Content area
Full text
1. Introduction
With the continuous development of information technology, researchers begin to use interdisciplinary research methods of digital humanities (DH) to open up a new paradigm for humanities research. Consequently, a great deal of DH data has been accumulated, such as subject databases, electronic archives, knowledge bases, webpages and so on. The multi-source heterogeneous data, which are difficult to read and understand by computers, increase the difficulty and workload of DH research. Therefore, it is necessary to extract machine-understandable knowledge from the data and organize the extracted knowledge into a knowledge graph to support DH research.
Tang poetry is the representative of traditional Chinese literature and one of the highest achievements of Chinese poetry creation. There are more than 50,000 poetries written by over 2,200 poets in the Tang dynasty, which have a far-reaching influence on Chinese culture and even world culture. At present, there are a large number of experts in China who conduct researches on Tang poetry and have made fruitful achievements (Li, 2010).
As one of the important fields of DH, Tang poetry has accumulated a large amount of data resources. However, these resources are scattered, sparse and lack effective organization. In the field of Tang poetry, knowledge extraction can provide a solution to transform multi-source heterogeneous data into “intelligent” linked data, i.e. entities and relationships between them. This, in turn, provides a solid foundation for knowledge association and reasoning, which supports DH studies and intelligent applications.

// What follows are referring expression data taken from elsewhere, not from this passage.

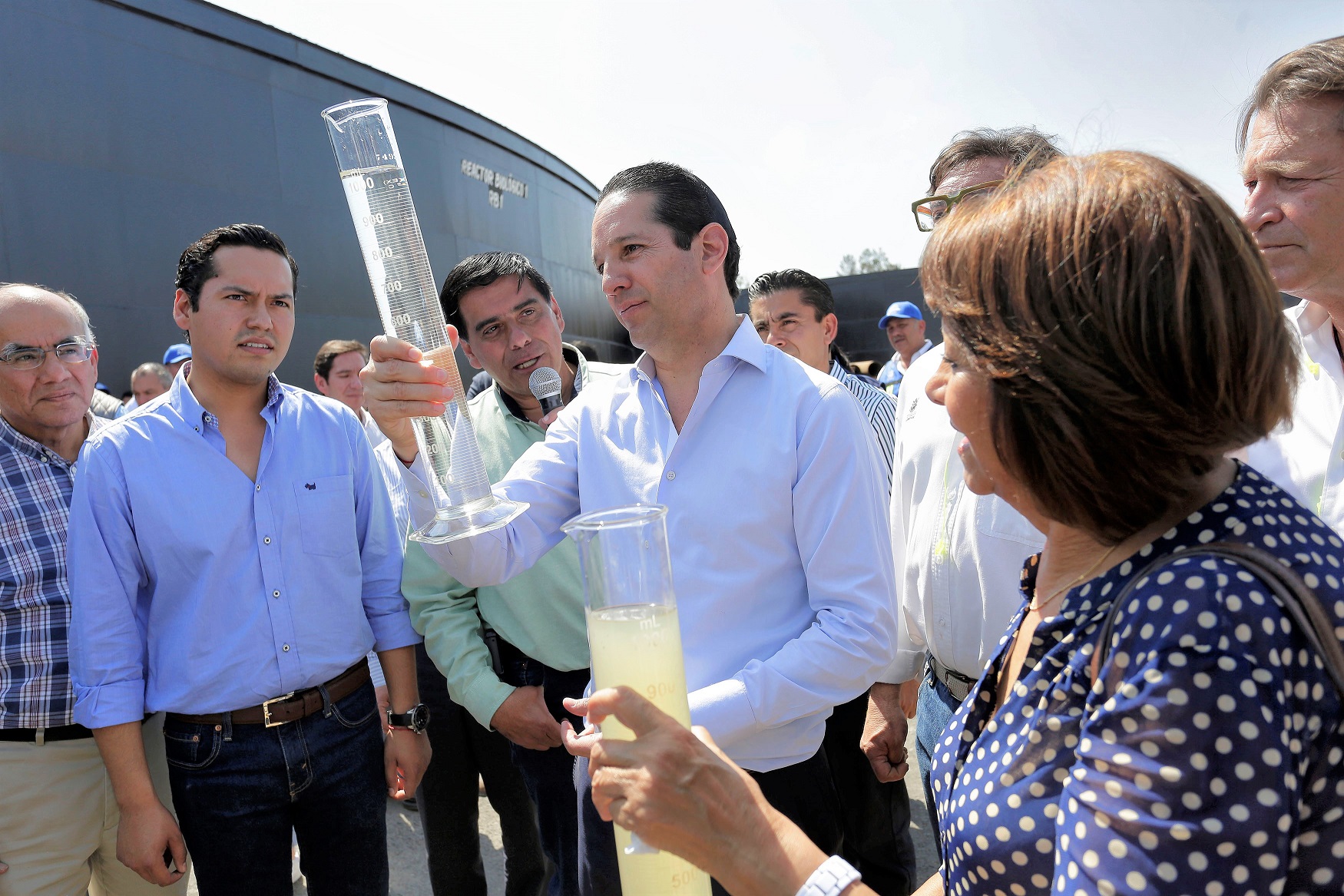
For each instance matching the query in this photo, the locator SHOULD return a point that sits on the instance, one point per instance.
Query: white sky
(816, 123)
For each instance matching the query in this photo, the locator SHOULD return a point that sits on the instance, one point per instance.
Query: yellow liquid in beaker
(640, 646)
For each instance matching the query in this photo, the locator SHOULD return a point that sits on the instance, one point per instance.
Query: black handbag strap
(1297, 598)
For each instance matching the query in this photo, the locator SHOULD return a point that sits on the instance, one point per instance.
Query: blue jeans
(240, 789)
(548, 774)
(933, 711)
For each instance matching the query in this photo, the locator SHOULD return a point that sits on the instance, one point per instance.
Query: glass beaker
(634, 640)
(390, 242)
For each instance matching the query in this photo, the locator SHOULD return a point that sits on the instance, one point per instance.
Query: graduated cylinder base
(460, 521)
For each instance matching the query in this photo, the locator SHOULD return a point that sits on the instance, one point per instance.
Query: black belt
(59, 732)
(957, 684)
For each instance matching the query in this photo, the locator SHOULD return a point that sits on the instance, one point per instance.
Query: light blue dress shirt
(777, 525)
(198, 590)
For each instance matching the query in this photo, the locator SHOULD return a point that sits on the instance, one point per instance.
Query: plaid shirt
(35, 488)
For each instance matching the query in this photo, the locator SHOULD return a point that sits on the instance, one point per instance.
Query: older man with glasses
(58, 833)
(957, 554)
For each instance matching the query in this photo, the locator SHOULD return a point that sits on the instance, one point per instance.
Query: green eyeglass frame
(932, 209)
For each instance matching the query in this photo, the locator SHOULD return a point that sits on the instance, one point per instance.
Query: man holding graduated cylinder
(774, 493)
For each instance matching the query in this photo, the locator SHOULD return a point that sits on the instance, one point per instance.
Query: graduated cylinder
(636, 641)
(390, 242)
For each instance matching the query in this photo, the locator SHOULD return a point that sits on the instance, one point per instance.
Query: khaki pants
(58, 820)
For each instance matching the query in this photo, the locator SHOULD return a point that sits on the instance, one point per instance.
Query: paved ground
(406, 845)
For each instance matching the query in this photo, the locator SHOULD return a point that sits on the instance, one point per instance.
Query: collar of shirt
(183, 401)
(573, 356)
(1317, 333)
(19, 442)
(745, 346)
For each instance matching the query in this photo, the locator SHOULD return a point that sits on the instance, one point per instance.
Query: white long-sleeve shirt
(957, 554)
(776, 521)
(1306, 458)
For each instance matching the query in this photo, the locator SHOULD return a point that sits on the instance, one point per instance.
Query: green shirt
(539, 611)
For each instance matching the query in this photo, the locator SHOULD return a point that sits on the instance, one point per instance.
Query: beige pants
(58, 820)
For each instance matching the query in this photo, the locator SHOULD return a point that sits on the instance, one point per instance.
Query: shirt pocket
(996, 519)
(327, 514)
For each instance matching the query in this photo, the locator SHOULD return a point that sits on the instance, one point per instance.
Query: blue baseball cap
(182, 352)
(898, 309)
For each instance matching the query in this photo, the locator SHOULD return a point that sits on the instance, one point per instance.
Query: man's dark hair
(684, 203)
(333, 349)
(478, 272)
(812, 290)
(1025, 148)
(198, 261)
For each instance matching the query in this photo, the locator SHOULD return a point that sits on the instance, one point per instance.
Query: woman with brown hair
(1112, 333)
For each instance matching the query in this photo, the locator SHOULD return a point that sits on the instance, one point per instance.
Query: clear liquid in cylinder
(640, 646)
(408, 303)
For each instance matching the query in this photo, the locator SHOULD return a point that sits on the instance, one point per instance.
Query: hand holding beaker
(398, 387)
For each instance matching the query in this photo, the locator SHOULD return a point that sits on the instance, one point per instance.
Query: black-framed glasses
(28, 358)
(930, 210)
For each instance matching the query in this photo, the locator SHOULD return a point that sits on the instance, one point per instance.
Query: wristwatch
(414, 720)
(829, 879)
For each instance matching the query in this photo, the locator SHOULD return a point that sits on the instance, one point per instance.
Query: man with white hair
(58, 833)
(1292, 145)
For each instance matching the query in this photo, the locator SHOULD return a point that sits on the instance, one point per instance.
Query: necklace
(1037, 605)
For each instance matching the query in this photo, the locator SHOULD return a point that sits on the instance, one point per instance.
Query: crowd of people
(1089, 543)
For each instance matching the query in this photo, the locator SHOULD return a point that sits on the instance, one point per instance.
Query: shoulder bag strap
(1299, 600)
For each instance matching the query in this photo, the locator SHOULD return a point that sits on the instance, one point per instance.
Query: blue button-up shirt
(199, 590)
(777, 525)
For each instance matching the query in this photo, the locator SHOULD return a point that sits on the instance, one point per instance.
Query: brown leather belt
(290, 707)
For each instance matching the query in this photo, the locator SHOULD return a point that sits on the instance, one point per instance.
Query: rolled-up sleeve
(379, 550)
(909, 657)
(108, 597)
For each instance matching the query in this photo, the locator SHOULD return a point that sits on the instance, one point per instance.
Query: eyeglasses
(28, 359)
(930, 210)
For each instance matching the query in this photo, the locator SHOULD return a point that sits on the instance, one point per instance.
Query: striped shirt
(878, 408)
(35, 488)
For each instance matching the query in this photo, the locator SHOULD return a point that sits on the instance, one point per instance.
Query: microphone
(545, 385)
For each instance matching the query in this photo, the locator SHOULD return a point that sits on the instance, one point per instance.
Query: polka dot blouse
(1207, 761)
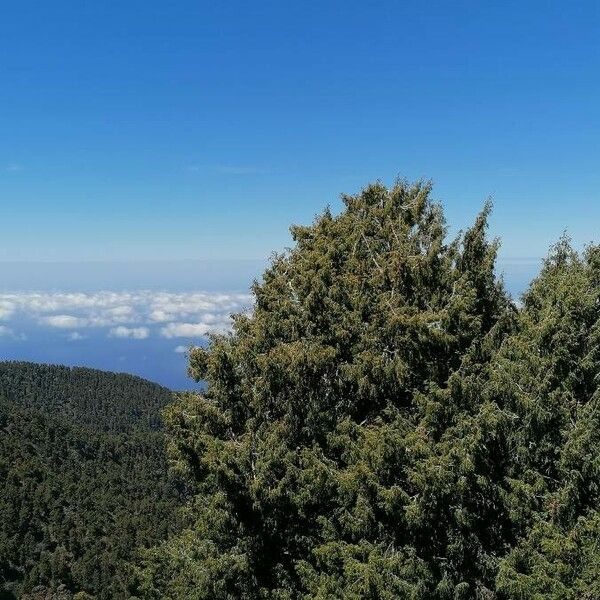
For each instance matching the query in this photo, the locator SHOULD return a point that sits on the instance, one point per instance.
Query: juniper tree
(311, 450)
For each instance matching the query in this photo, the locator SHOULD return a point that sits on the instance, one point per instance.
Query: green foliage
(338, 451)
(385, 424)
(77, 499)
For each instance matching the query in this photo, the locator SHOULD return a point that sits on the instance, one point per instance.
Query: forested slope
(105, 401)
(83, 476)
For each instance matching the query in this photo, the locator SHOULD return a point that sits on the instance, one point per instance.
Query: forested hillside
(388, 423)
(105, 401)
(84, 479)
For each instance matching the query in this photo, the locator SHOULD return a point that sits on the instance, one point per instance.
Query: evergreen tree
(331, 456)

In this paper, we study the problem of extracting knowledge from unstructured texts of Tang poetry. However, it is not an easy task because of the large scale of data and the unique characteristics of Tang poetry. Firstly, Tang poetry is a type of ancient Chinese text that has unique terms of words, sentence patterns, grammar and rhyme schemes. Secondly, state-of-the-art knowledge extraction techniques such as machine learning and deep learning are lack of training instances and prior knowledge (Alani et al., 2003), thus cannot be directly applied to such humanities research. Last but not least, knowledge extraction relying on domain experts is costly and not scalable to a large amount of data. Although some studies (Plaisant, 2006) combined the efforts of domain experts and computer systems in the DH field, they still cannot...